I didn’t sign my name, but a few hours later I opened my front door and the garbage was gone. My note had been returned to my door, and on the other side someone had written, “What garbage?”
I’M AT THE FRONT of my apartment, my knees clamped to my chest, head resting on the door, listening for hallway noise. It’s after 5:00 AM. I think I’ve been waiting for two hours. I’ve just checked my computer; there’s no one left online but a handful of men I’ve seen before, one of whom I dated briefly, and another whose profile name is MastaGangsta. I don’t need a master. I just need someone who will show up.
And then I hear it: the elevator opens on the floor. He’s here. He must have gotten in the building, he’s sneaking up to surprise me. I knew he couldn’t resist my juicy red lips, even if the digital photo doesn’t do them the justice they deserve.
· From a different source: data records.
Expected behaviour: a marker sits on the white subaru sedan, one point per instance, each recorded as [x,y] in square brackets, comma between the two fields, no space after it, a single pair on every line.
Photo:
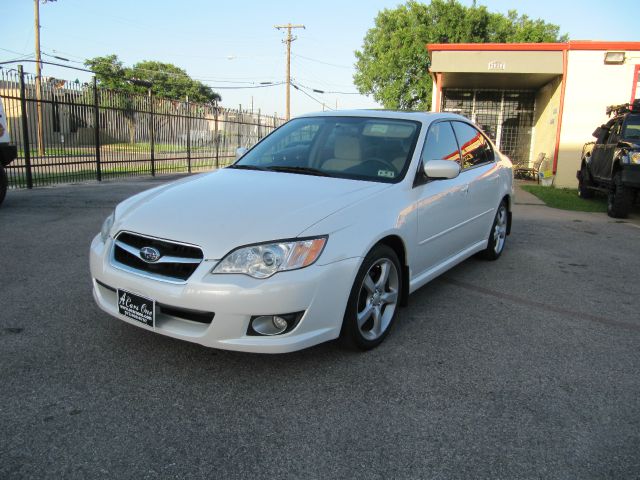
[320,231]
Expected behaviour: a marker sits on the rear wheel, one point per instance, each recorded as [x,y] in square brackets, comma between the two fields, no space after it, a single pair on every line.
[4,182]
[620,198]
[374,299]
[584,184]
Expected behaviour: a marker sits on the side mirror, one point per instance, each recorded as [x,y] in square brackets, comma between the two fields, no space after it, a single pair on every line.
[439,169]
[240,152]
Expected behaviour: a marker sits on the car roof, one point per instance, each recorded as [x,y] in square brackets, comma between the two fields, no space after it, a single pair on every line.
[424,117]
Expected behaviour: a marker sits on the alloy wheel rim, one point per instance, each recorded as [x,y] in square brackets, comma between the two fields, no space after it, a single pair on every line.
[377,299]
[500,230]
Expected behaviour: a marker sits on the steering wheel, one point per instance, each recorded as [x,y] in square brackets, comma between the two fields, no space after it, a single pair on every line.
[379,164]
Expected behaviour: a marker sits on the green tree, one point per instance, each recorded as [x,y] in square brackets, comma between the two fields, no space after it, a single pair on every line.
[167,80]
[392,63]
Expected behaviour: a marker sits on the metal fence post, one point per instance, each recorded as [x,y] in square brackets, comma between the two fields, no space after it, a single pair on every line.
[151,136]
[25,129]
[239,121]
[188,136]
[215,133]
[96,127]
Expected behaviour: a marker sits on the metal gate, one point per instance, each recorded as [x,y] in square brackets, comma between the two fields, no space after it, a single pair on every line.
[506,116]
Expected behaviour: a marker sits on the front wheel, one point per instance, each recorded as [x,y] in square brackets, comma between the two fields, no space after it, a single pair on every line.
[498,234]
[374,299]
[620,198]
[4,182]
[583,184]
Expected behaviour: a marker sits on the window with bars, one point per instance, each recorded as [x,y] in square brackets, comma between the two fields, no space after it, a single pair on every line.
[506,116]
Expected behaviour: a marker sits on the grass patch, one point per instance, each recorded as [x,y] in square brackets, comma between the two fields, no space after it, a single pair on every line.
[566,199]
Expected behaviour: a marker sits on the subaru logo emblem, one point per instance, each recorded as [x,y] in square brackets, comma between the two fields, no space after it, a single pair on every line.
[150,254]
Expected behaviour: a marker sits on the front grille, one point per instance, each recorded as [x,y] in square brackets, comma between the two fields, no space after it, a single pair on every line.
[176,263]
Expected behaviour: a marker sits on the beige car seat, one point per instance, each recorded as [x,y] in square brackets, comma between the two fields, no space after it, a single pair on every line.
[346,154]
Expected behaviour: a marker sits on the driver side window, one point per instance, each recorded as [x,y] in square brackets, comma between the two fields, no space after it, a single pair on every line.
[440,144]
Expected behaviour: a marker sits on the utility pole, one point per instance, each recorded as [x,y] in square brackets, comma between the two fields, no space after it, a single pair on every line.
[288,41]
[36,6]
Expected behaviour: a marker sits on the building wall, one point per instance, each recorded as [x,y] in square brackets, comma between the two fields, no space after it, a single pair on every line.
[546,119]
[591,86]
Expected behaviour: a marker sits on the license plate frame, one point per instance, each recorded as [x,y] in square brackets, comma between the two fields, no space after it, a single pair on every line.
[136,307]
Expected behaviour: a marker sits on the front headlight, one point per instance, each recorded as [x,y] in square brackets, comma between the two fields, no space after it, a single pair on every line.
[265,259]
[106,227]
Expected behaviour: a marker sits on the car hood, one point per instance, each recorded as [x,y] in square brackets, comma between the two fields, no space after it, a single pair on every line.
[229,208]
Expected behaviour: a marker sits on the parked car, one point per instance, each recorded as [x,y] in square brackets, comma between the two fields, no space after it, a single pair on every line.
[321,230]
[611,164]
[8,153]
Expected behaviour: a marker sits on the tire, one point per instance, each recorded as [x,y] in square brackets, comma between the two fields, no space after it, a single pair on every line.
[620,198]
[374,300]
[4,182]
[584,190]
[498,234]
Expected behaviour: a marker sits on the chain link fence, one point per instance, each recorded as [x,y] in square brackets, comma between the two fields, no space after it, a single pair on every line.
[71,132]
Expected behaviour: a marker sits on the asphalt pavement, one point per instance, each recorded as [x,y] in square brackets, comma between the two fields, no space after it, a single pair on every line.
[522,368]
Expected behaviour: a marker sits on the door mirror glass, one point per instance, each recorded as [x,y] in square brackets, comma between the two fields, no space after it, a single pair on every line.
[441,169]
[240,152]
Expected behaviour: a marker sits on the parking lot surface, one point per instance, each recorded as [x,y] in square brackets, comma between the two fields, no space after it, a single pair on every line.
[522,368]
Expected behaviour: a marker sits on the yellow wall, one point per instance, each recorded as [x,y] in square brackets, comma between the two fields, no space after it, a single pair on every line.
[591,86]
[546,120]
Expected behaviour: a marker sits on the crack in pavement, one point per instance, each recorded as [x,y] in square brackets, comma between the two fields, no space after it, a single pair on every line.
[543,306]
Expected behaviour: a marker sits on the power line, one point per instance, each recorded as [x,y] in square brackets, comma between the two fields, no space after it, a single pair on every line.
[322,62]
[301,90]
[317,90]
[261,85]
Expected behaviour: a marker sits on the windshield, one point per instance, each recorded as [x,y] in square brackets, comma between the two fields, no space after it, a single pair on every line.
[631,129]
[375,149]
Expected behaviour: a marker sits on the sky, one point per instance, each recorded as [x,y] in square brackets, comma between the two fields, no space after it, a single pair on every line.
[234,47]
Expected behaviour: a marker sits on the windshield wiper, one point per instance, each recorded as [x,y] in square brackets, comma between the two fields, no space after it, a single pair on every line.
[246,167]
[301,170]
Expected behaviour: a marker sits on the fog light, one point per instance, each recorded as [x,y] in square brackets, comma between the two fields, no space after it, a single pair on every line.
[270,325]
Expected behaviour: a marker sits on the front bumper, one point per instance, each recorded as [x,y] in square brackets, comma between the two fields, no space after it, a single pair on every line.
[631,176]
[321,292]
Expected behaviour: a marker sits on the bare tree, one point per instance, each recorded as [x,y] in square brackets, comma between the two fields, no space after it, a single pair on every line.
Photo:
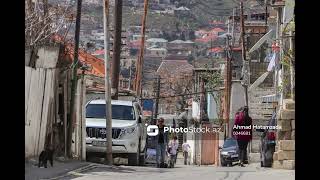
[43,20]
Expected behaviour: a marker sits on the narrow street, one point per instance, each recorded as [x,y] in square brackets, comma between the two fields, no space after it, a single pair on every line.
[251,172]
[116,88]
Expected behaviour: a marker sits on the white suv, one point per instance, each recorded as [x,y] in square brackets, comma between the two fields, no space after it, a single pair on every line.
[128,129]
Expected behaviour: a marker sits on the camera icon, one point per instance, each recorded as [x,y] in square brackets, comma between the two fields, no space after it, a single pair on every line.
[152,130]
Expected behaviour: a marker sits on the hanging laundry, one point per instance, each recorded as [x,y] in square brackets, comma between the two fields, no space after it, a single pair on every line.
[272,62]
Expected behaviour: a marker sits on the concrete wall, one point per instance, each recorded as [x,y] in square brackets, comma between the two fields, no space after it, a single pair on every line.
[40,100]
[237,100]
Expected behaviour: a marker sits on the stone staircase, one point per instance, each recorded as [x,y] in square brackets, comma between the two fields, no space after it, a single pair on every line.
[284,156]
[260,112]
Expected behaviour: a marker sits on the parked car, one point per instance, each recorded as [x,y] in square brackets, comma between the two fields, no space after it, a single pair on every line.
[229,152]
[128,130]
[268,143]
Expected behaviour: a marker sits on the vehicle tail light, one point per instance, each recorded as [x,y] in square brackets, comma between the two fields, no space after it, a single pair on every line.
[271,136]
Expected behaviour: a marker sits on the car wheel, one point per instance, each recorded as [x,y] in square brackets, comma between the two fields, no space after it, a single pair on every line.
[133,158]
[143,157]
[223,162]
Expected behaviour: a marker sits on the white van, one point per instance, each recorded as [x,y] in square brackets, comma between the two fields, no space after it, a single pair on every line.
[128,130]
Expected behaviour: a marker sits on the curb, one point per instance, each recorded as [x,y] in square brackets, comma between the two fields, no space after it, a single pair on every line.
[77,172]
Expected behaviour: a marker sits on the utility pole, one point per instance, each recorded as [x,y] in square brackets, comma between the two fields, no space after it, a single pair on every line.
[157,100]
[228,80]
[116,48]
[138,76]
[75,67]
[202,97]
[130,74]
[292,74]
[233,25]
[109,159]
[266,14]
[246,66]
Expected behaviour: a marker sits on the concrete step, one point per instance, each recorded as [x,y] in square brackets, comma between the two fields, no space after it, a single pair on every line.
[255,143]
[254,157]
[288,104]
[287,114]
[259,104]
[259,93]
[257,110]
[285,164]
[260,116]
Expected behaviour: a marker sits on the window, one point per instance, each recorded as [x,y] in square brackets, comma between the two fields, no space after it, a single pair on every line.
[119,112]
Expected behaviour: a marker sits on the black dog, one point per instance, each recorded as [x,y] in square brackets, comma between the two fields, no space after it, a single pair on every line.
[46,155]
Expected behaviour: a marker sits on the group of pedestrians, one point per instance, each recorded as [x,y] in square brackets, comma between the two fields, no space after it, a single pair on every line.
[242,135]
[165,147]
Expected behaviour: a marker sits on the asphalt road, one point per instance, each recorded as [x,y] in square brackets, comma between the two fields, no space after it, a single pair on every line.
[251,172]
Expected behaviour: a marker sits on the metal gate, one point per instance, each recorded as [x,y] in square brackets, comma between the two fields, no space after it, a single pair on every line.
[209,146]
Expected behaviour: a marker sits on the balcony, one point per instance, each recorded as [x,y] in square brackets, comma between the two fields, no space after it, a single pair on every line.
[278,3]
I stand up, brush myself off (there is dust on my legs from the floor), tighten my robe around me. Fingers through the hair, tidy those curls. I hear the footsteps come closer. Time for business. I open the door, light up my face, bite the inside of my lower lip to keep that light steady. Hold the door frame. Steady now.
I peer down the hallway. It’s the one who shuffles, paper bag in hand. The quiet one. He’ll do.
SO MY NEIGHBORS stopped talking to me after the note, cold stares at the floor in the elevator. They never hold the front door for me anymore when my hands are full with groceries. I am forced to drop the bags, dig my keys out, open the door, jam it with my foot, shove the bags inside, stagger on the street like a drunk.
Before that they had been pleasant young men during the day, even though they were crazy and loud late at night. All those parties they have. And they never invite me to even one of them. Not like I would come.
But still, it would be nice to be invited.
“I NEED YOUR HELP,” I say. Blurt, like it’s an emergency, which it is. Which it isn’t. I want to reach out and grab him and pull him into my apartment. Kidnap him.
“What?” He looks up, pushes his hair out of his face. “Did we—did something happen?”
“I saw a rat. In my kitchen.”
&n
bsp; He looks disgusted, not at me, at the rat.
“A big one. Gray with a huge tail. I think he’s under the sink. I could hear his tail knocking over bottles. Dishwashing detergent.”
He tightens his hands around the paper bag he is holding. Looks behind him. His white moon cheeks and watery blue eyes made him seem frail and gentle, like he wouldn’t know what to do with a rat if he caught one, that the rat would more likely know what to do with him. Just my luck. The late-night pussy.
“It would just make me feel better,” I say. I suck on my lips. “I’m all alone in here.”
He reaches in the bag, pulls out a can of beer, cracks open the top.
“Yeah, OK, I’ll take a look,” he says.
ONCE AFTER a big party where they made a dent in their front door, I left a note that said, “You are loud. You are the loudest people in the world. Why do you need to be so loud? Don’t you know that other people don’t like noise? Please shut up shut up shut up.” Everything was underlined. Every single word.
IN THE KITCHEN I am teetering. The presence of someone else has suddenly amplified my drunkenness. I cling tightly to the counter, as if it is a life raft in the pit of a swirling ocean, only nothing is moving around me, not technically anyway. He looks at the cabinet under the sink, pulls everything out from inside, the dishwashing detergent (which stands, unfortunately, erect), an unopened pack of sponges, a bucket full of cleaning supplies, a container of old fabric softener I keep meaning to throw away but never do. He stacks these items behind him and then notices me and my grip on the counter. He asks me if I’m OK.